Using vector databases involves understanding their fundamental concepts: embeddings, indexes, and distance and similarity.
Embeddings and Dimensions
As we explained previously, embeddings are numerical representations of objects that capture their semantic meaning and relationships in a high-dimensional space that includes semantic relationships, contextual usage, or features. This numerical representation is composed by an array of numbers in which each element corresponds to a specific dimension.
Figure 4: Embedding representation
The number of dimensions in embeddings are so important because each dimension corresponds to a feature that we capture from the object. It is represented as a numerical and quantitative value, and it also defines the dimensional map where each object will be located.
Let's consider a simple example with a numerical representation of words, where the words are the definition of each fashion retail product stored in our transaction database. Imagine if we could capture the essence of these targets with only two dimensions.
Figure 5: Array of embeddings
In Figure 6, we can see the dimensional representation of these objects to visualize their similarity. T-shirts are closer because both are the same product with different colors. The jacket is closer to t-shirts because they share attributes like sleeves and a collar. Furthest to the right are the jeans that do not share attributes with the other products.
Figure 6: Dimensional map
Obviously, with two dimensions, we cannot capture the essence of the products. Dimensionality plays a crucial role in how well these embeddings can capture the relevant features of the products. More dimensions may provide more accuracy but also more resources in terms of compute, memory, latency, and cost.
Vector Embedding Models Integration
Some vector databases provide seamless integration with embedding models, allowing us to generate vector embeddings from raw data and seamlessly integrate ML models into database operations. This feature simplifies the development process and abstracts away the complexities involved in generating and using vector embeddings for both data insertion and querying processes.
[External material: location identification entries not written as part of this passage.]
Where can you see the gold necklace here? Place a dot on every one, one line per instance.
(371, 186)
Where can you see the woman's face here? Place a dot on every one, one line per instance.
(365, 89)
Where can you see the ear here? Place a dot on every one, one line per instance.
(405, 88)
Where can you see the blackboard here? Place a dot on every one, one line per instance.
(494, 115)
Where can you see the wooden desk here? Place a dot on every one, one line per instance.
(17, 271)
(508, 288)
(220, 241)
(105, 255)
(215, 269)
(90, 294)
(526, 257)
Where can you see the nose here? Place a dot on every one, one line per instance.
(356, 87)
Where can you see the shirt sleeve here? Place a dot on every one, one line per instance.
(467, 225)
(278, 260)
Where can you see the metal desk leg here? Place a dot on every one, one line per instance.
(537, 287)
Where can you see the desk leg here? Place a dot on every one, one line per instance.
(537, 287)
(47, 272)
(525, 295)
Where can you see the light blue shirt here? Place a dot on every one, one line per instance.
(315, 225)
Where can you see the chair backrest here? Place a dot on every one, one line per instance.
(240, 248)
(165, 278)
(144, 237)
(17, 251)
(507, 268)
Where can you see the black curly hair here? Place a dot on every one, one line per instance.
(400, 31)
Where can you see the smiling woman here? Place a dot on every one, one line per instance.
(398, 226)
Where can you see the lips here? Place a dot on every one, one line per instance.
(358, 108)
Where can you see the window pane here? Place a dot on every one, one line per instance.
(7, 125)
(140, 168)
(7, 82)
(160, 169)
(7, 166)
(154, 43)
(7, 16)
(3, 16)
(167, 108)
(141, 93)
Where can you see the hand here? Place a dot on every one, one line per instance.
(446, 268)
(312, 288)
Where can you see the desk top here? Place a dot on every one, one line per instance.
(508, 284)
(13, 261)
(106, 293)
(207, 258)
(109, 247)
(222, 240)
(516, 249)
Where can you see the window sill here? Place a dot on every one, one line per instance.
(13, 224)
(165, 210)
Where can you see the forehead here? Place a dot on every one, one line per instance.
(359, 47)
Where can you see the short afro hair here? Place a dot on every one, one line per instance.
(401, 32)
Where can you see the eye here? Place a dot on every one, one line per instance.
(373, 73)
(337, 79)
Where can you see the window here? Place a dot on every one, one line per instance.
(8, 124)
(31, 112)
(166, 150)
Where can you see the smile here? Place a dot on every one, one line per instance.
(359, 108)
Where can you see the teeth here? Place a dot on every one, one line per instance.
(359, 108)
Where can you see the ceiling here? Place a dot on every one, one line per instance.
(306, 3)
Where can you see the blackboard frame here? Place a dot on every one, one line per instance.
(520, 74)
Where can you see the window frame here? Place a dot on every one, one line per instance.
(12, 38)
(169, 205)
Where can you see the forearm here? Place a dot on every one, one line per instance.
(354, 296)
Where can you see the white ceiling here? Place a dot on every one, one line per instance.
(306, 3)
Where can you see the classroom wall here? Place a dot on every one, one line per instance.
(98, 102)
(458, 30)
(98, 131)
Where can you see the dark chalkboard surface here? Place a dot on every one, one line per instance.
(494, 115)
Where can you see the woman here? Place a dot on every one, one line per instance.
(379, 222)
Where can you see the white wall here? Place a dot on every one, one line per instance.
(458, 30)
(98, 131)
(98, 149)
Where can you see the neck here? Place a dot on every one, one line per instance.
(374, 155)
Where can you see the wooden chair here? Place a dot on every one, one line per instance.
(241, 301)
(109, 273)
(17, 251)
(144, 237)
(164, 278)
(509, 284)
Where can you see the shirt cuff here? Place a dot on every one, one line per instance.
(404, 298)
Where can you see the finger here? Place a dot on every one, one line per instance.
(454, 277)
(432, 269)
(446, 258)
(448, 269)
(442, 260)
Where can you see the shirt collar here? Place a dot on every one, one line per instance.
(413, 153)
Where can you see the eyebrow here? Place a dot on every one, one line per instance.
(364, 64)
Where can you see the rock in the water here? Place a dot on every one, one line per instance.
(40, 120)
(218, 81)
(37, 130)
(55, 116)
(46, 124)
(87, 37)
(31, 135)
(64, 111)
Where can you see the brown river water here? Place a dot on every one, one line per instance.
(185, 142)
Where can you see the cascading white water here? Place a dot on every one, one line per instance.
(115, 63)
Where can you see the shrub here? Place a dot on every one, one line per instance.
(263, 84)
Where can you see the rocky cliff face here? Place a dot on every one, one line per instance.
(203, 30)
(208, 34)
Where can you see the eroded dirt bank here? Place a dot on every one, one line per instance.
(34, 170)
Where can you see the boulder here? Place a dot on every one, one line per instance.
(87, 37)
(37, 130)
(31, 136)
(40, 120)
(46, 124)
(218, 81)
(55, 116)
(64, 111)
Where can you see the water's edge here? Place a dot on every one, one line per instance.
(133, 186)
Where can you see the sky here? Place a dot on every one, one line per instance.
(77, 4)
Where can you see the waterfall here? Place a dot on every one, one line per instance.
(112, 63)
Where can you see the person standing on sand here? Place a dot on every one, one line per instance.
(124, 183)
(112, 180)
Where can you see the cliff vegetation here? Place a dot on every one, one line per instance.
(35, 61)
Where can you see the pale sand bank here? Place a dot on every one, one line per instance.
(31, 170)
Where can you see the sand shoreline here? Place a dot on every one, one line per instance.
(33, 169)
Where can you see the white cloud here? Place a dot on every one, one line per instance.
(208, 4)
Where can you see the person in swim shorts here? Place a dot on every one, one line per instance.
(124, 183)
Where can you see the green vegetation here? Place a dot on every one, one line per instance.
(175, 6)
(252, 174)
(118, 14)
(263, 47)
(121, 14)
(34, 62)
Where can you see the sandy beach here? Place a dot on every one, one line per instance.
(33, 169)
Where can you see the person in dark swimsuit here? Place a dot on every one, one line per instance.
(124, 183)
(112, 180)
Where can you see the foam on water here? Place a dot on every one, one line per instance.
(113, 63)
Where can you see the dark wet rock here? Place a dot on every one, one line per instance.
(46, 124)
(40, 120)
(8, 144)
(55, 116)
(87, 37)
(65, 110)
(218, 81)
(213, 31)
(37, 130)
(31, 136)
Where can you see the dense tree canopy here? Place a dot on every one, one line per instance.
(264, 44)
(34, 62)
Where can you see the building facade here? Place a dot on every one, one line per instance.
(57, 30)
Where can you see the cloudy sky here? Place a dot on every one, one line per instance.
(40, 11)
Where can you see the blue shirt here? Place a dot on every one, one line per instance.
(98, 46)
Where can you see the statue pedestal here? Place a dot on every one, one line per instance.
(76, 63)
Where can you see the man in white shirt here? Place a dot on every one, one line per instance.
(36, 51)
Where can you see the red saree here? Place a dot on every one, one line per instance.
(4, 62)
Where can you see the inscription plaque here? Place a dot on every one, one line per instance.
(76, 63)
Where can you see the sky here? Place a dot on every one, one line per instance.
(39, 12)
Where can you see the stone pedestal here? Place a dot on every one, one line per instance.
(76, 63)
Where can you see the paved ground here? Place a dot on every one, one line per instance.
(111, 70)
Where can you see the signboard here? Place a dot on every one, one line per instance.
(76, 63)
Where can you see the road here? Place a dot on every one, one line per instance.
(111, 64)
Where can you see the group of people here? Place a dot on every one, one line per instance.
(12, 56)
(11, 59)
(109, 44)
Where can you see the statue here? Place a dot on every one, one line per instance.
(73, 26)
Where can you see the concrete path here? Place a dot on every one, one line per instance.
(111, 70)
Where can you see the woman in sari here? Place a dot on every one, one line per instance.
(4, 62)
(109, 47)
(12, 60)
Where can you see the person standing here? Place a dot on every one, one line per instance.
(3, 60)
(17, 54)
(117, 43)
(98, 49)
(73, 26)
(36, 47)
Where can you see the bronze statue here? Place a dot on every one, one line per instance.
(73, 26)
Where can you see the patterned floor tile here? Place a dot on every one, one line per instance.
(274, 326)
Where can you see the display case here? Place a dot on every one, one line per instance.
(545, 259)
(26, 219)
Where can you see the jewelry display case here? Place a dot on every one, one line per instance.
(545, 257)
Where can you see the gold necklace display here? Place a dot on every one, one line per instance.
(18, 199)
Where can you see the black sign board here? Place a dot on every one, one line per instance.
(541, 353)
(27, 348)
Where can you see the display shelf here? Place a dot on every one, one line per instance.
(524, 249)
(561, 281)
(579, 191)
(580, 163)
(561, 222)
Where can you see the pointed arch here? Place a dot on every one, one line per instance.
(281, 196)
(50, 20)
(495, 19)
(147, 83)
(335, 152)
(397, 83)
Figure 7: Embeddings generation patterns
Table 1: Embedding generation comparative
Examples |
Without Integration |
With Model Integrations |
Data ingestion |
1. Before we can insert each object, we must call our Model to generate a vector embedding. 2. Then, we can insert our data with the vector. |
We can insert each object directly into the vector database, delegating the transformation to the database. |
Query |
1. Before we run a query, we must call our Model to generate a vector embedding from our query first. 2. Then, we can run a query with that vector. |
We can run a query directly in the vector database, delegating the transformation to the database. |
Distance Metrics and Similarity
Distance metrics are mathematical measures and functions used to determine the distance (similarity) between two elements in a vector space. In the context of embeddings, distance metrics evaluate how far apart two embeddings are. A similarity query search retrieves the embeddings that are similar to a given input based on a distance metric; this input can be a vector embedding, text, or another object. There are several distance metrics. The most popular ones are the following.
Cosine Similarity
Cosine similarity measures the cosine of the angle between two vector embeddings, and it's often used as a distance metric in text analysis and other domains where the magnitude of the vector is less important than the direction.
Figure 8: Cosine
Euclidean Distance
Euclidean distance measures the straight-line distance between two points in Euclidean space.
Figure 9: Euclidean
Manhattan Distance
Manhattan distance (L1 norm) sums the absolute differences of their coordinates.
Figure 10: Manhattan
The choice of distance metric and similarity measure has a profound impact on the behavior and performance of ML models; however, the recommendation is to use the same distance metric as the metric used to train the given model.
Vector Indexes
Vector indexes are specialized data structures designed to efficiently store, organize, and query high-dimensional vector embeddings. These indexes provide fast search queries in a cost-effective way. There are several indexing strategies that are optimized for handling the complexity and scale of the vector space. Some examples include:
- Approximate nearest neighbor (ANN)
- Inverted index
- Locality-sensitive hashing (LSH)
Generally, each database implements a subset of these index strategies, and in some cases, they are customized for better performance.
Scalability
Vector databases are usually highly scalable solutions that support vertical and horizontal scaling. Horizontal scaling is based on two fundamental strategies: sharding and replication. Both strategies are crucial for managing large-scale and distributed databases.
Sharding
Sharding involves dividing a database into smaller, more manageable pieces called shards. Each shard contains a subset of the database's data, making it responsible for a particular segment of the data.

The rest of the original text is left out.